He was a radioman aboard the USS Northampton north of Guadalcanal, participating in the Battle of the Santa Cruz Islands, when the vessel was sunk by Japanese torpedoes in the Battle of Tassafaronga on the night of November 30, 1942. Twenty year-old Robards trod water until rescued at daybreak by an American destroyer. Two years later, in November 1944, he was a radioman aboard the light cruiser USS Nashville (flagship for the invasion of Mindoro in the northern Philippines), when he was fortunate to survive a kamikaze attack off Negros Island. The Japanese aircraft hit one of the port five inch gun mounts, and its two bombs set ablaze the midsection of the vessel. There were 223 casualties and massive damage, the Nashville limping into Pearl and then on to Washington for repairs. Robards left the Navy in 1946 with the rank of Petty Officer first class.

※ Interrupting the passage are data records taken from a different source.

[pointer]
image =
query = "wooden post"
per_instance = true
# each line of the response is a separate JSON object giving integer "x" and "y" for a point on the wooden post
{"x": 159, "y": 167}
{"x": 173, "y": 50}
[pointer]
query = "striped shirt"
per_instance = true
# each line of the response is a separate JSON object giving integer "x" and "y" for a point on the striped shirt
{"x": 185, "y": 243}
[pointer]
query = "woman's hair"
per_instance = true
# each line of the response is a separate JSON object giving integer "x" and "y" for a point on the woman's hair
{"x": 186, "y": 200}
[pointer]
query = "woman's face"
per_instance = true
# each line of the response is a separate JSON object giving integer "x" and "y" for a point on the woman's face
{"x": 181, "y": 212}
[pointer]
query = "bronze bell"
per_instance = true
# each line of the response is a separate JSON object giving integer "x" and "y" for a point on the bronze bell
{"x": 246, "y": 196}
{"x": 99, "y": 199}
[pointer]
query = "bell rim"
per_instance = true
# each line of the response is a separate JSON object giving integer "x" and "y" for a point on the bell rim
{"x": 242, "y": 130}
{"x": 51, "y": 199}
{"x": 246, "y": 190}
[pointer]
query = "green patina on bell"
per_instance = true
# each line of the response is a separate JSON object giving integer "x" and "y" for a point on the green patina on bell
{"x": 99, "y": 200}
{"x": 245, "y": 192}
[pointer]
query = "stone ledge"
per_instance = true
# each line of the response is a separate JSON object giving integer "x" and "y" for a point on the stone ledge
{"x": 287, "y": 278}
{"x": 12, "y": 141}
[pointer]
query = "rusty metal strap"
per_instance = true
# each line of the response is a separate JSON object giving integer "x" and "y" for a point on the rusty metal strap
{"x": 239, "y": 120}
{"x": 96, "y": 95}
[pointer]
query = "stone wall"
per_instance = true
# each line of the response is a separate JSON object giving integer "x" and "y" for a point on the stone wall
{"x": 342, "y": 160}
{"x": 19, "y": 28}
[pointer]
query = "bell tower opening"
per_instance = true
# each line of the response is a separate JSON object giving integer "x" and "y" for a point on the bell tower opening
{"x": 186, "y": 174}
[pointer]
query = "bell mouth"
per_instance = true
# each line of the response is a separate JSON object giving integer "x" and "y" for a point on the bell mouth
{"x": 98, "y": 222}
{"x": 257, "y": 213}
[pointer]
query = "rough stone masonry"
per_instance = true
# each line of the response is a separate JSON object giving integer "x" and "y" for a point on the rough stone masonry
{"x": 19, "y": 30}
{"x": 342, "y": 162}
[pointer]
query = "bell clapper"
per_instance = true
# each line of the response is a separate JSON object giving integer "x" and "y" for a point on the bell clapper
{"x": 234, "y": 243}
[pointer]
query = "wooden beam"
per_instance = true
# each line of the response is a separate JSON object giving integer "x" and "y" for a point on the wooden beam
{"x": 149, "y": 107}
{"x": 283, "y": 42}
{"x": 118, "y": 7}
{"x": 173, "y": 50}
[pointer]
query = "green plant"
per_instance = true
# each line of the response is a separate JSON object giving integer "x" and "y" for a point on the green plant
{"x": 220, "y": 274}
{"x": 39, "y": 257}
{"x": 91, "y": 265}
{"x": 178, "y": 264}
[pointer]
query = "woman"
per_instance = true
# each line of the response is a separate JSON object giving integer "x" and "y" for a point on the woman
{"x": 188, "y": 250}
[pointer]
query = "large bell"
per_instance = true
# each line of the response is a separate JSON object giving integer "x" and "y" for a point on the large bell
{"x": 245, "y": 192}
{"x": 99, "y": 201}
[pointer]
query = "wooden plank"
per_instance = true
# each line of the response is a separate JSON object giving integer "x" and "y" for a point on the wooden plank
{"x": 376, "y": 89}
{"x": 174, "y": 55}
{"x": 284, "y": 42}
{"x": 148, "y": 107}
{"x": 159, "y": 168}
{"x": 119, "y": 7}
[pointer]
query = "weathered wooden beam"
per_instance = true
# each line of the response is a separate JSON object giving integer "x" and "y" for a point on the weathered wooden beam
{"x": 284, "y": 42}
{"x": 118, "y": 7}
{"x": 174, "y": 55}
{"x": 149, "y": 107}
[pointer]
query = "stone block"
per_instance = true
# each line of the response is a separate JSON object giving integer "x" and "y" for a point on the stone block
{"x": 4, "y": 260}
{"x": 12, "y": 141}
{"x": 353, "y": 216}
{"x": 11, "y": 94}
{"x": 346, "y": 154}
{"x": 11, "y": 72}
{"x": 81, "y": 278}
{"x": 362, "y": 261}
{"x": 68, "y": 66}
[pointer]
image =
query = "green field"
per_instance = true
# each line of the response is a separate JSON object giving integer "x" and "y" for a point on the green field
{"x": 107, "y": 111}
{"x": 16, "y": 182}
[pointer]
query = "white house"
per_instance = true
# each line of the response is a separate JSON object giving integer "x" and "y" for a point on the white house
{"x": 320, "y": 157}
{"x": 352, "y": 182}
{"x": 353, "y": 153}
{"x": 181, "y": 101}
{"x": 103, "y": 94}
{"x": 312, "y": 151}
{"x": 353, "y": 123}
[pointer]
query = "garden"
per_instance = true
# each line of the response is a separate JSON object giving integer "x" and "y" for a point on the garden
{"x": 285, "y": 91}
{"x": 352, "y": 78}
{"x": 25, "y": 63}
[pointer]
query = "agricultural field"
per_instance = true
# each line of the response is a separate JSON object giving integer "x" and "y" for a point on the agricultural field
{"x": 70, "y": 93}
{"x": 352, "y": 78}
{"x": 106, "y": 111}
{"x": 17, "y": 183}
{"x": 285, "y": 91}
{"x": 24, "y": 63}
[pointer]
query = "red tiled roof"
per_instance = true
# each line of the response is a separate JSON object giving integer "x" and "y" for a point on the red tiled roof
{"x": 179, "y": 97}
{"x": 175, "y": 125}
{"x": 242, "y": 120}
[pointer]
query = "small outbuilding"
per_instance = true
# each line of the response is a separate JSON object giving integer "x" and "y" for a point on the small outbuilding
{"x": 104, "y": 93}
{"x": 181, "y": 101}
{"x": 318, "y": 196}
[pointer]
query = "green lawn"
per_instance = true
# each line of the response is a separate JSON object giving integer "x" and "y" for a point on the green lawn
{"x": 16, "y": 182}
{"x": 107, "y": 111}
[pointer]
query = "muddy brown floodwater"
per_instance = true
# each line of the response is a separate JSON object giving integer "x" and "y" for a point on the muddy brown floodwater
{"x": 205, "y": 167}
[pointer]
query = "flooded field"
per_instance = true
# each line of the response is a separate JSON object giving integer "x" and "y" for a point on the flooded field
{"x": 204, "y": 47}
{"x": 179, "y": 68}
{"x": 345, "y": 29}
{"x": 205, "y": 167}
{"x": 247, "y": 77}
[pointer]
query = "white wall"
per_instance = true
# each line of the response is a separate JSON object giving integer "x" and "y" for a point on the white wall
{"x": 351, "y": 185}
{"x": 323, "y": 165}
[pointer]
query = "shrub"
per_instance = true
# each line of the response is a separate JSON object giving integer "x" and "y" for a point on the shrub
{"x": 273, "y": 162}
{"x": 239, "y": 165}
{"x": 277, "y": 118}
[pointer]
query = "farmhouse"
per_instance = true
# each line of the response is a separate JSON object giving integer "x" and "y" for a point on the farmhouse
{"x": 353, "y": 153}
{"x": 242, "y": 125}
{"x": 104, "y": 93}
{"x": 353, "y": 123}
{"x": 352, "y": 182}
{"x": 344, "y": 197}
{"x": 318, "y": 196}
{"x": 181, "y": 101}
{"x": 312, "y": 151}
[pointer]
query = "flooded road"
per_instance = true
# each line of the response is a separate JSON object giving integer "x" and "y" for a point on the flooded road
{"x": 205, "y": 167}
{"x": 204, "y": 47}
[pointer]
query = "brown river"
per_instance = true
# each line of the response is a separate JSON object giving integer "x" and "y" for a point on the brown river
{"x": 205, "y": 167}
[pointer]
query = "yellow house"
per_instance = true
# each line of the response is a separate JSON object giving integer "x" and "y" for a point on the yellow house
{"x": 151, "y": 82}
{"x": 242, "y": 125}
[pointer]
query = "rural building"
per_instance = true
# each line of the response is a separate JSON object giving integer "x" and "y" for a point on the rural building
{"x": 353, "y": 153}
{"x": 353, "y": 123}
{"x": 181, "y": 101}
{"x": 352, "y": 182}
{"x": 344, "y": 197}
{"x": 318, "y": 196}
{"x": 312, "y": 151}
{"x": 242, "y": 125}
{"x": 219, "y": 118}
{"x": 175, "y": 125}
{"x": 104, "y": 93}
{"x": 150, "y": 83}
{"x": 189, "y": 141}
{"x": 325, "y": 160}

After the war he took up acting, much preferring the theatre to film work, however. In fact, although he dabbled in TV work to make enough money to allow him the luxury of lengthy stints on the stage, he did not make a movie until he was thirty-seven years old. He always felt that his father had ‘sold out’ when he quit the theatre for Hollywood and movie-acting. Even so, in 1988, the younger Robards became only the eleventh performer to win the Triple Crown of acting – an Oscar, a Tony and an Emmy. He also picked up consecutive Supporting Actor Oscars, the first for All the President’s Men (1976) and the second for Julia the following year. During his life he sired six children from his four marriages, but his personal and family life were seriously affected by his alcoholism. Indeed, a drunken-driving accident in 1972 very nearly killed him. To his great credit he went on to overcome his addiction and to publicly campaign for alcoholism awareness. In the end it was lung cancer that finished what the Japanese were unable to do. He passed away in 2000 at the age of 78.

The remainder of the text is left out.